» Mais tous ces efforts ne serviront à rien si John, lui aussi, peut fournir un alibi. C’est pourquoi elle rédige à son intention une lettre anonyme – toujours en copiant son écriture – qui l’envoie à l’heure dite dans un endroit si isolé qu’il y a fort peu de chances pour que quelqu’un l’aperçoive.
» Jusque-là, tout va bien. Miss Howard retourne à Middlingham, et Alfred Inglethorp à Styles. Ce dernier ne peut être compromis : car c’est Miss Howard qui a gardé la strychnine, laquelle n’est d’ailleurs qu’un leurre destiné à orienter les soupçons sur John Cavendish.
» Arrive l’imprévu. Mrs Inglethorp ne prend pas son fortifiant ce soir-là. La sonnette rendue inutilisable, l’absence de Cynthia – combinée par Alfred Inglethorp avec l’aide inconsciente de son épouse –, toutes ces précautions se révèlent inutiles. Et c’est alors qu’Alfred Inglethorp commet un faux pas.
» Mrs Inglethorp est sortie. Assis à son bureau, il écrit une lettre à sa complice qui, voyant leur plan échouer, risque de s’inquiéter. Mrs Inglethorp rentre sans doute plus tôt que prévu. Pris de court, Alfred Inglethorp referme à clef son bureau. S’il reste dans le boudoir, il craint d’avoir à l’ouvrir de nouveau, auquel cas son épouse pourrait entrevoir la lettre avant qu’il ait pu la subtiliser. Il sort donc se promener dans les bois, n’imaginant pas un instant que Mrs Inglethorp puisse ouvrir son bureau et découvrir la lettre.
« C’est pourtant ce qu’elle va faire, comme nous le savons. Elle lit ces lignes et comprend la perfidie de son mari et d’Evelyn Howard. L’allusion au bromure, hélas ! n’éveille pas sa méfiance. Certes, elle pressent un danger, mais elle ne peut le localiser. Elle prend la décision de ne rien dire à son mari de sa découverte, mais elle conserve la lettre.

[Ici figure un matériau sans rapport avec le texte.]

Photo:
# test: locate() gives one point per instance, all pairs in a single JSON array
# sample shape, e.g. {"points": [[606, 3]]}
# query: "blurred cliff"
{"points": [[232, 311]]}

Elle écrit à son avoué pour lui demander de venir la voir le lendemain matin et décide de détruire au plus vite le testament qu’elle vient de rédiger.

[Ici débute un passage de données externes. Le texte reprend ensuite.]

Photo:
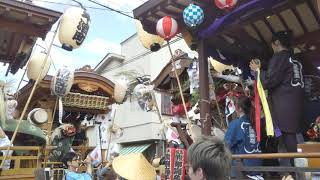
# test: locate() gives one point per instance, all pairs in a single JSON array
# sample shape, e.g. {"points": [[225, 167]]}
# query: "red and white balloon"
{"points": [[167, 27], [222, 4]]}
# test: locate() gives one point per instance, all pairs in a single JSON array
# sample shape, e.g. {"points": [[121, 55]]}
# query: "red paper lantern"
{"points": [[167, 27], [222, 4]]}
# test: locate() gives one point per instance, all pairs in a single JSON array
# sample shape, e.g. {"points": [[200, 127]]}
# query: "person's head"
{"points": [[113, 155], [106, 174], [243, 105], [71, 160], [281, 41], [208, 159]]}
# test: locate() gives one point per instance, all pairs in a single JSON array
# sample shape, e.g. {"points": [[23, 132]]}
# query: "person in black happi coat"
{"points": [[284, 81]]}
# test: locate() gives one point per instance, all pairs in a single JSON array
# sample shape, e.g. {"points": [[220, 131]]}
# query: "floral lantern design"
{"points": [[120, 90], [61, 85], [149, 41], [35, 63], [74, 26], [193, 16], [167, 27], [222, 4]]}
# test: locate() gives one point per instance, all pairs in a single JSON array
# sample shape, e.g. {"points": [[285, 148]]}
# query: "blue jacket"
{"points": [[241, 139]]}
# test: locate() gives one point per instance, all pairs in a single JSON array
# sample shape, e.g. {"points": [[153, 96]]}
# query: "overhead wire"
{"points": [[111, 9], [74, 5]]}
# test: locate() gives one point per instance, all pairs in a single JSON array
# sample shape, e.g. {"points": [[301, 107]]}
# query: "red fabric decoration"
{"points": [[180, 164], [167, 27], [257, 111], [179, 109], [222, 4]]}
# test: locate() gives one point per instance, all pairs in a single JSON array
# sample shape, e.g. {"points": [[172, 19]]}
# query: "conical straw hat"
{"points": [[134, 167]]}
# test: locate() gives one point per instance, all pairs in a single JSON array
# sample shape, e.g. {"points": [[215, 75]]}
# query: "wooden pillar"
{"points": [[204, 88]]}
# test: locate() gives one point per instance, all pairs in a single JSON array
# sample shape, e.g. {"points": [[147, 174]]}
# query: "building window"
{"points": [[166, 104]]}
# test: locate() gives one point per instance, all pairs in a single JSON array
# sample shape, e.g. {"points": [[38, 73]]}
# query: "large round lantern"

— C’est donc pour retrouver la lettre adressée à Miss Howard qu’Alfred Inglethorp a forcé la serrure de la mallette ?
— Exactement. Et, au risque énorme qu’il n’hésite pas à courir pour la récupérer, on mesure l’importance qu’il donne, à juste titre d’ailleurs, à cette missive. À part cette lettre, rien ne le relie au crime qui se prépare.
— Il y a pourtant une chose que je n’arrive pas à comprendre : dès qu’il l’a eue en sa possession, pourquoi ne l’a-t-il pas détruite ?

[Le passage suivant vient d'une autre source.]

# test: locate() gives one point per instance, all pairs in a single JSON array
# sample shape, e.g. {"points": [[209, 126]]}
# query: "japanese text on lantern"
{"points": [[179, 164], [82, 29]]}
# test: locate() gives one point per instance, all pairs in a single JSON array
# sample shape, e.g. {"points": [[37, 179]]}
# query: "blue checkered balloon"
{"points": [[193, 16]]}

— Parce qu’il n’a pas osé prendre le risque suprême : celui de garder la lettre sur lui !
— Je ne vous suis pas.
— Envisagez le problème de son point de vue. J’ai calculé qu’il n’aurait eu que cinq minutes pour mettre la main sur la lettre. Ensuite nous arrivions. Avant cela, Annie balayait l’escalier : elle aurait vu quiconque passait dans l’aile droite. Imaginez maintenant la scène : il pénètre dans la chambre de sa femme à l’aide d’une de ses clefs – les serrures de la maison sont toutes très semblables – et se précipite sur la mallette. Elle est fermée, et il ne parvient pas à trouver la clef. Saisi de panique, il comprend que sa présence dans la chambre sera découverte, mais qu’il doit tout tenter pour récupérer cette preuve accablante. À l’aide d’un canif, il force la serrure et fouille la mallette. À présent, un autre problème se pose à lui : il court un risque énorme à garder la lettre sur lui. On peut le voir sortir de la chambre, le fouiller… Et si on découvre ce papier sur lui, il est perdu ! Il est probable qu’il entend à ce moment-là John et Mr Wells sortir du boudoir. Il faut qu’il agisse au plus vite. Où peut-il dissimuler la lettre ? Dans la corbeille à papiers ? Son contenu est soigneusement conservé, et de toute façon on l’examinera certainement. La détruire ? Il n’en a aucun moyen. Affolé, il regarde autour de lui et… que croyez-vous qu’il voie, mon bon ami ?
Je secouai la tête.
— Il ne lui faut que quelques secondes pour déchirer la feuille en plusieurs bandes, qu’il tortille pour leur donner l’apparence d’allume-feu de papier. Il ne lui reste plus qu’à les ajouter à ceux qui sont déjà dans le vase, sur la cheminée, et le tour est joué !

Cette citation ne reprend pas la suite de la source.